I am implementing DCGANs using PyTorch.
It works well in that I can get reasonable quality generated images, however now I want to evaluate the health of the GAN models by using metrics, mainly the ones introduced by this guide https://machinelearningmastery.com/practical-guide-to-gan-failure-modes/
Their implementation uses Keras which SDK lets you define what metrics you want when you compile the model, see https://keras.io/api/models/model/. In this case the accuracy of the discriminator, i.e. percentage of when it successfully identifies an image as real or generated.

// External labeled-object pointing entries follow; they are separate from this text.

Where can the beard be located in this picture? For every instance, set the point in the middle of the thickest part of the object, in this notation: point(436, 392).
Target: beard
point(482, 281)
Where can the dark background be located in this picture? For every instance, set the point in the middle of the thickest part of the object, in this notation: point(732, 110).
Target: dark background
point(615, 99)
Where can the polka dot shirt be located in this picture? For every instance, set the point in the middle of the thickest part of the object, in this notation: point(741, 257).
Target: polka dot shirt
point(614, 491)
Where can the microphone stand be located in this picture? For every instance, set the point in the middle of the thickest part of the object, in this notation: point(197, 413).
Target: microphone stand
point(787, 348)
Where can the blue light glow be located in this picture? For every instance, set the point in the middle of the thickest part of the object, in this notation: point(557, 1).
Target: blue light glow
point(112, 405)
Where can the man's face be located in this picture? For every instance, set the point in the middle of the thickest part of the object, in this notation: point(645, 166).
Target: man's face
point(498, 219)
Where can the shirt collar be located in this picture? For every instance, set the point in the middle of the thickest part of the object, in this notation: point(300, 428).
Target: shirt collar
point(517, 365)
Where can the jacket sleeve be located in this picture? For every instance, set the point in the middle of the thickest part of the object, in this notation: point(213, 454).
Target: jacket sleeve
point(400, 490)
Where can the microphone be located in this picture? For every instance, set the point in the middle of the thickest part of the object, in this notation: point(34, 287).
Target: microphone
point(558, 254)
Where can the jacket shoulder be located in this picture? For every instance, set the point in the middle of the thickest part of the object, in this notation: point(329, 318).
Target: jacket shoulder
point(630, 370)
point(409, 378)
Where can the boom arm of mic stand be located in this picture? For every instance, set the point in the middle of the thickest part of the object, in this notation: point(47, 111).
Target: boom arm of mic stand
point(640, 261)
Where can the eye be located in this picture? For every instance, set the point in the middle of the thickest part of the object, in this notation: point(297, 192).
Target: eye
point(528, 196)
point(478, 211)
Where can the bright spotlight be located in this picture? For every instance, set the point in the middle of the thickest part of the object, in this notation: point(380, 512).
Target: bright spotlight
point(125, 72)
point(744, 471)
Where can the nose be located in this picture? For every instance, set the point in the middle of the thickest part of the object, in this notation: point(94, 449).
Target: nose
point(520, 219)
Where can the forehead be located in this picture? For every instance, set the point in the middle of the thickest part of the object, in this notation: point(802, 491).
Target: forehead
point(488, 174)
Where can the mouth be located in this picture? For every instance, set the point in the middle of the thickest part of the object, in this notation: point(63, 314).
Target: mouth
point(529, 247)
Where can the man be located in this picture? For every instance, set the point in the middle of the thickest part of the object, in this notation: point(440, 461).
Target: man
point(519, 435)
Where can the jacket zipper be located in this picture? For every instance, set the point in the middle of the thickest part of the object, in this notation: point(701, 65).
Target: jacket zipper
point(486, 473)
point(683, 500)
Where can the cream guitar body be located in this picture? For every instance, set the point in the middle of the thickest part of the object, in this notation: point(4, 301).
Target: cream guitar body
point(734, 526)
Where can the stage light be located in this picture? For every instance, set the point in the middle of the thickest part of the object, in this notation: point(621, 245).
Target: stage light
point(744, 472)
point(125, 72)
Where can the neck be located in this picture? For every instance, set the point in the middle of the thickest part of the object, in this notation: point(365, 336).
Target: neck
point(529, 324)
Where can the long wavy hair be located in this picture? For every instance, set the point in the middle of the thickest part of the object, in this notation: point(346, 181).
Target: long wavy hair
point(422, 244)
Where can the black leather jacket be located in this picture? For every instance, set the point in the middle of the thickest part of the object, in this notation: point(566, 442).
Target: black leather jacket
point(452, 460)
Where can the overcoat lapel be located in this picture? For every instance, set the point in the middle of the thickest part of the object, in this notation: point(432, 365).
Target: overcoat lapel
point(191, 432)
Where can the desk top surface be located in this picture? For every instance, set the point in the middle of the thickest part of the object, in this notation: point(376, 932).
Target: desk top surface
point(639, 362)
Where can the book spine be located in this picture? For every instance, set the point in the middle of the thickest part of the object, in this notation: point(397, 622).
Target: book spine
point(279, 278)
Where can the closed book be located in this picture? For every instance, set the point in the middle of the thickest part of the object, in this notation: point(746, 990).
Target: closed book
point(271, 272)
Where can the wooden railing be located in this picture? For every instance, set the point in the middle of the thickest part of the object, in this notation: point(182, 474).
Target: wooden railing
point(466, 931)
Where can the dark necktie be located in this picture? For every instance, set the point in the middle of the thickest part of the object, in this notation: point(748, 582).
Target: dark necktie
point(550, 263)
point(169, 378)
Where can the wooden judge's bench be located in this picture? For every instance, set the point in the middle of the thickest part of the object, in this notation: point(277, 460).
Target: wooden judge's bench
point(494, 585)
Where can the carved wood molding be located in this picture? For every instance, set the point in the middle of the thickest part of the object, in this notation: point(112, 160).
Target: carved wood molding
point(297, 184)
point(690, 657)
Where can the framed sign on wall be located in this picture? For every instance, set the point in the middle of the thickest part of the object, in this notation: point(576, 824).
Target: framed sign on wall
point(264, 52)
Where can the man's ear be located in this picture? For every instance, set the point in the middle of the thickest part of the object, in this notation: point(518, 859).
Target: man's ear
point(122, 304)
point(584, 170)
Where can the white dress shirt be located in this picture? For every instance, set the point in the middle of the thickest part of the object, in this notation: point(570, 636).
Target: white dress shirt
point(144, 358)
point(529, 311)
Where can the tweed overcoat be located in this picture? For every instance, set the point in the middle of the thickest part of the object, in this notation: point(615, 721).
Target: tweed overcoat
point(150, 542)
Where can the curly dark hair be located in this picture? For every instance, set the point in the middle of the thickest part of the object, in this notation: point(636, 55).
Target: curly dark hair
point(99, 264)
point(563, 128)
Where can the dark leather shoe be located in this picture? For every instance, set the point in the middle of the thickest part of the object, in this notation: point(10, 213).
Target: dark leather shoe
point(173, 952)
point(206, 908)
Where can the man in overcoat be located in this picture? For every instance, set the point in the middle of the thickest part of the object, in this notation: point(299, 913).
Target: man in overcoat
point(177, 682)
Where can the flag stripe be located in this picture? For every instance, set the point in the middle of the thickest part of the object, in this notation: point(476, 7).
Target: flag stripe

With the PyTorch SDK, I can't seem to find a similar feature that would help me easily acquire this metric from my model.
Does Pytorch provide the functionality to be able to define and extract common metrics from a model?
Pure PyTorch does not provide metrics out of the box, but it is very easy to define those yourself.
Also there is no such thing as "extracting metrics from model". Metrics are metrics, they measure (in this case accuracy of discriminator), they are not inherent to the model.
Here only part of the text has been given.